Why is `mov %eax, %eax; nop` faster than `nop`?

Question

Apparently, modern processors can tell if you do something stupid like moving a register to itself (mov %eax, %eax) and optimize that out. Trying to verify that claim, I ran the following program:

#include <stdio.h>
#include <time.h>

static inline void f1() {
   for (int i = 0; i < 100000000; i++)
      __asm__(
            "mov %eax, %eax;"
            "nop;"
            );
}

static inline void f2() {
   for (int i = 0; i < 100000000; i++)
      __asm__(
            "nop;"
            );
}

static inline void f3() {
   for (int i = 0; i < 100000000; i++)
      __asm__(
            "mov %ebx, %eax;"
            "nop;"
            );
}

int main() {
   int NRUNS = 10;
   clock_t t, t1, t2, t3;

   t1 = t2 = t3 = 0;
   for (int run = 0; run < NRUNS; run++) {
      t = clock(); f1(); t1 += clock()-t;
      t = clock(); f2(); t2 += clock()-t;
      t = clock(); f3(); t3 += clock()-t;
   }

   printf("f1() took %f cycles on avg\n", (float) t1/ (float) NRUNS);
   printf("f2() took %f cycles on avg\n", (float) t2/ (float) NRUNS);
   printf("f3() took %f cycles on avg\n", (float) t3/ (float) NRUNS);

   return 0;
}

This gives me:

f1() took 175587.093750 cycles on avg
f2() took 188313.906250 cycles on avg
f3() took 194654.296875 cycles on avg

As one expect, f3() comes out slowest.
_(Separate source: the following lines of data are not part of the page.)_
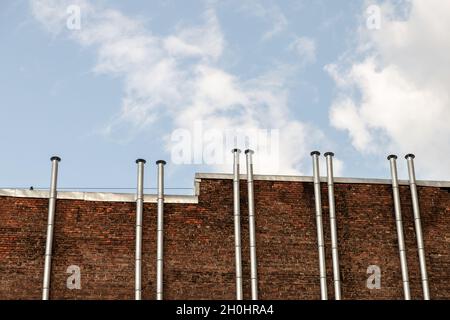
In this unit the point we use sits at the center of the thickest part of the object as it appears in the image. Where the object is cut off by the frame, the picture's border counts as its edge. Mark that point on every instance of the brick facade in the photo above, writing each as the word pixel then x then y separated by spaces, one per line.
pixel 199 244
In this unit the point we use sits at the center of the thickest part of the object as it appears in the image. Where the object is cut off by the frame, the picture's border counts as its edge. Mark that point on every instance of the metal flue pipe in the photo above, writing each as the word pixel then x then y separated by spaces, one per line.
pixel 333 225
pixel 418 226
pixel 252 225
pixel 139 213
pixel 50 224
pixel 160 232
pixel 237 224
pixel 399 224
pixel 320 238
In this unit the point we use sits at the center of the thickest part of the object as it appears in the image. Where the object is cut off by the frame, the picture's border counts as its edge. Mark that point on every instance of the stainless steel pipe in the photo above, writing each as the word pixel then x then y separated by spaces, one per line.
pixel 252 225
pixel 139 212
pixel 320 238
pixel 50 223
pixel 237 224
pixel 399 224
pixel 418 226
pixel 160 232
pixel 333 226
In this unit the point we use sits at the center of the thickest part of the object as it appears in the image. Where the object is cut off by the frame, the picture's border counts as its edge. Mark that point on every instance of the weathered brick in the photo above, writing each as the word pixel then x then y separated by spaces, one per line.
pixel 199 244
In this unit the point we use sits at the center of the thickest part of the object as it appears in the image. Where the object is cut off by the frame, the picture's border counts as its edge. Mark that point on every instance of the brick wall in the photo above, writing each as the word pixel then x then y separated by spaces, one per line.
pixel 199 244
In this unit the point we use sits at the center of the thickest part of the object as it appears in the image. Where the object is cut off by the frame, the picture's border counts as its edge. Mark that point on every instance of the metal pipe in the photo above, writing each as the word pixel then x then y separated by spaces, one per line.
pixel 139 213
pixel 333 226
pixel 320 238
pixel 399 224
pixel 252 226
pixel 418 226
pixel 160 232
pixel 237 224
pixel 50 224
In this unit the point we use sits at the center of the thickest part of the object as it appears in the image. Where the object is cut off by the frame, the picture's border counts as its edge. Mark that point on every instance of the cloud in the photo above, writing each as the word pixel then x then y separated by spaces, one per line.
pixel 393 96
pixel 176 80
pixel 270 12
pixel 305 48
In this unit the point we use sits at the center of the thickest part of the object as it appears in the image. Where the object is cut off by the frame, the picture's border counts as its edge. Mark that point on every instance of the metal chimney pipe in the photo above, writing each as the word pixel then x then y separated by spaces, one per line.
pixel 160 232
pixel 252 226
pixel 139 213
pixel 320 238
pixel 237 224
pixel 333 225
pixel 418 226
pixel 399 224
pixel 50 223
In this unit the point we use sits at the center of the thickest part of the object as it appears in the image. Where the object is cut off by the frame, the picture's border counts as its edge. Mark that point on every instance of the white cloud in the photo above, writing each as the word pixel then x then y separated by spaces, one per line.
pixel 177 77
pixel 395 98
pixel 305 48
pixel 270 12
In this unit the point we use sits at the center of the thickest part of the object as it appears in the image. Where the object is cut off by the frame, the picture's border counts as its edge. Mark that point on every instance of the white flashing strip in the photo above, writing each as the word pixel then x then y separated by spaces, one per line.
pixel 222 176
pixel 96 196
pixel 152 198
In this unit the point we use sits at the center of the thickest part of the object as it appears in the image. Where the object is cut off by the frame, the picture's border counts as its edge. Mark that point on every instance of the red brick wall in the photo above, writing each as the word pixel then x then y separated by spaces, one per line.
pixel 199 244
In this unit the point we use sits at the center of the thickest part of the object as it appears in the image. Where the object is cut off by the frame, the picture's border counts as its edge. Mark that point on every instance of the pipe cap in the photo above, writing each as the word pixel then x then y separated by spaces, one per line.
pixel 392 156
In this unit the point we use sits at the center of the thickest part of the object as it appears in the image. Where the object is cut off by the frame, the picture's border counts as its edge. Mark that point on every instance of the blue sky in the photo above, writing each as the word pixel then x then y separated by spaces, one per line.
pixel 117 88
But surprisingly (to me at least), f1() is faster than f2(). Why is that?

Update: Compiling with -falign-loops gives qualitatively the same result:

f1() took 164271.000000 cycles on avg
f2() took 173783.296875 cycles on avg
f3() took 177765.203125 cycles on avg

Answer 1

The part of the linked article that made me think that this can be optimized away is: "the move function takes care of checking for equivalent locations"
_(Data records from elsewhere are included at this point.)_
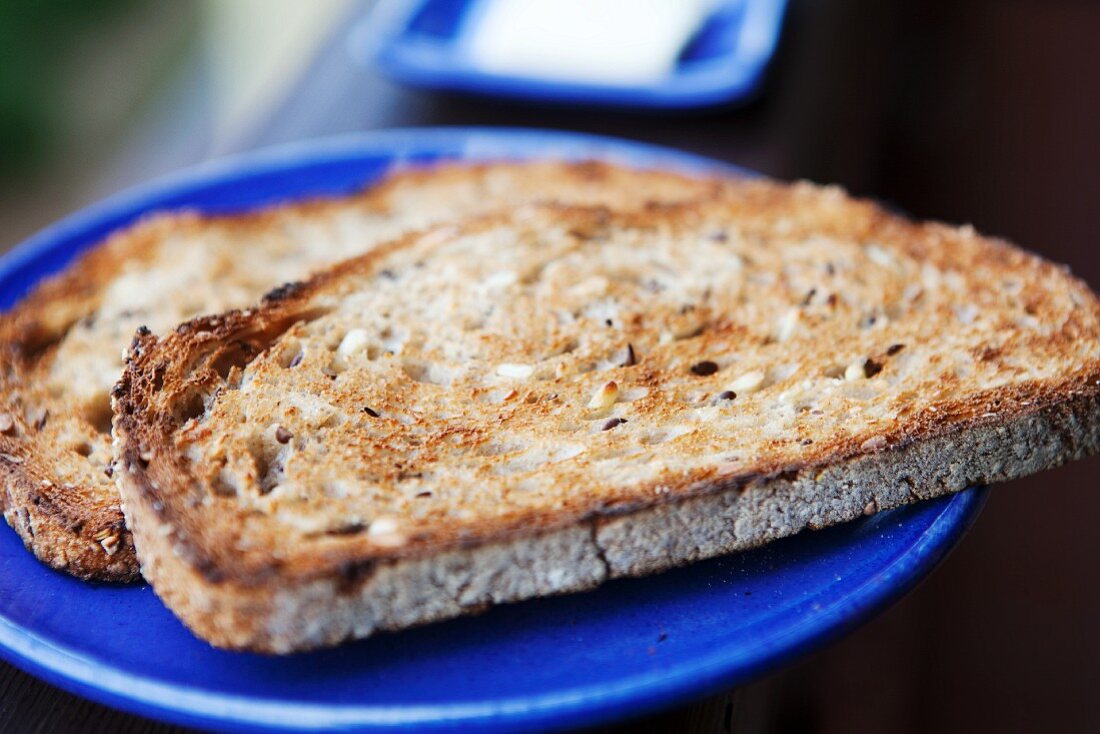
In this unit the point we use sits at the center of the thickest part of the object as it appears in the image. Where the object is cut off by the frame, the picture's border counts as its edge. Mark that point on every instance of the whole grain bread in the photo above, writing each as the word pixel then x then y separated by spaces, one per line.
pixel 61 349
pixel 539 401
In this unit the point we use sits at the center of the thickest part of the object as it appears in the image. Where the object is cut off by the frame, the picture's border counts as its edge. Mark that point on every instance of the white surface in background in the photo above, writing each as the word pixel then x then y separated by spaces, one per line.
pixel 596 41
pixel 257 50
That's talking about the (move r x) function in SBCL, not the x86 mov instruction. It's talking about optimization during code generation from that low-level intermediate language, not at runtime by the hardware.

Neither mov %eax, %eax nor nop are totally free. They both cost front-end throughput, and mov %eax,%eax isn't even a NOP in 64-bit mode (it zero-extends EAX into RAX, and because it's the same register mov-elimination fails on Intel CPUs.)
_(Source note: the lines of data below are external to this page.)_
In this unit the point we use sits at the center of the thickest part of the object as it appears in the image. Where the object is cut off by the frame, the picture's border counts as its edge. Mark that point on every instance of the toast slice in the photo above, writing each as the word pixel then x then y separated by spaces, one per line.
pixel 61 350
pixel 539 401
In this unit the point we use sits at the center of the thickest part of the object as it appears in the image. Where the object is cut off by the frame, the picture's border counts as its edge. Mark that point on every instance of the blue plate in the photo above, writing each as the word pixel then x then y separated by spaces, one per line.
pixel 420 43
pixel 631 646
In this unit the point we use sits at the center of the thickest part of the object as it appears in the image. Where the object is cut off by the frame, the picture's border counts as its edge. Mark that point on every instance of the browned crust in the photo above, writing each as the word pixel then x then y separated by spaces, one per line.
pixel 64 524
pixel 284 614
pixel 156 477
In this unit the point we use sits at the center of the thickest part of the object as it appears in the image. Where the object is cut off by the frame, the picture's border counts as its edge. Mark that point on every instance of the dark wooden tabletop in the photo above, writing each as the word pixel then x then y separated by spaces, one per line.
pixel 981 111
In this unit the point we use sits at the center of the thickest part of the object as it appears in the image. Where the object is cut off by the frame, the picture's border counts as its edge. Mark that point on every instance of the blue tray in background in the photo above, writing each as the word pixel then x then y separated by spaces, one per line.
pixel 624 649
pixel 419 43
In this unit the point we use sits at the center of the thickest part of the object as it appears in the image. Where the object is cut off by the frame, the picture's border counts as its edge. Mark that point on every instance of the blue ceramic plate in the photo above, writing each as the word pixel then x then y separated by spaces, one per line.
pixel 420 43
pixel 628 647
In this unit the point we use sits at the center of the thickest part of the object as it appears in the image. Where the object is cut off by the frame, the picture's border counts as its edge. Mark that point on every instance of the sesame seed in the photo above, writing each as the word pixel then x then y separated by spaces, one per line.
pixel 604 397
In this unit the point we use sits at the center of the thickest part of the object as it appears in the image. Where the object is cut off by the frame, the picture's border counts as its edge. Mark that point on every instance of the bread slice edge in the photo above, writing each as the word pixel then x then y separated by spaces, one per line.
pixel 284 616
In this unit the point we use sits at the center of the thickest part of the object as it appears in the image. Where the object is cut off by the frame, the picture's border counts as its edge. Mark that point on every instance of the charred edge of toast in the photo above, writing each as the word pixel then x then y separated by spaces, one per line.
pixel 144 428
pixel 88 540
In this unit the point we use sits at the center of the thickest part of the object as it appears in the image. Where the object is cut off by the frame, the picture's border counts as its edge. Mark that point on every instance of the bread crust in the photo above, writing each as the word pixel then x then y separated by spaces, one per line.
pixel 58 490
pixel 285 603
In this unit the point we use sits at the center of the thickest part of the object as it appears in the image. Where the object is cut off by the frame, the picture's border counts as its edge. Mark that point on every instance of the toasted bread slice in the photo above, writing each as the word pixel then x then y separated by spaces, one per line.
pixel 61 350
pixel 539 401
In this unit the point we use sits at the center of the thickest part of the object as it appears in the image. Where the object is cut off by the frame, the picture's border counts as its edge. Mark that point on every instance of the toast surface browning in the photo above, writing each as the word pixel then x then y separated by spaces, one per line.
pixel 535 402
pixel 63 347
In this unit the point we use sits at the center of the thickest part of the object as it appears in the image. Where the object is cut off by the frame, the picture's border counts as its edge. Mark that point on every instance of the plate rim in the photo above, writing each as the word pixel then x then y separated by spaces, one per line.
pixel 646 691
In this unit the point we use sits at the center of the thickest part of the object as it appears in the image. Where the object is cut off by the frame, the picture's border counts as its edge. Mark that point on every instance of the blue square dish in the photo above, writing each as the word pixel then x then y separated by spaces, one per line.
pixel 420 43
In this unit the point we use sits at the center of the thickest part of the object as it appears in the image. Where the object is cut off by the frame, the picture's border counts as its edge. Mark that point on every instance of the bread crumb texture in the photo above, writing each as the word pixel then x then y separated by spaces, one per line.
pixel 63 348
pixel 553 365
See Can x86's MOV really be "free"? Why can't I reproduce this at all? for more about front-end / back-end throughput bottlenecks vs. latency.

---

You're probably seeing some side-effect of code-alignment, or maybe a funky Sandybridge-family store-forwarding latency effect like in Adding a redundant assignment speeds up code when compiled without optimization because you also compiled with optimization disabled, getting your compiler to make anti-optimized code for consistent debugging that keeps the loop counter in memory. (~6 cycle loop-carried dependency chain through store/reload instead of 1 iteration per clock for a normal tiny loop.)

If your results are reproducible with a larger iteration count, there's probably some microarchitectural explanation for what you're seeing, but it's probably not related to anything you were trying to measure.

Of course you'd also need to fix the mov %ebx, %eax; bug in f3 to compile successfully with optimization enabled. Clobbering EAX without telling the compiler will step on compiler-generated code. You didn't explain what you were trying to test with that, so IDK if it was a typo.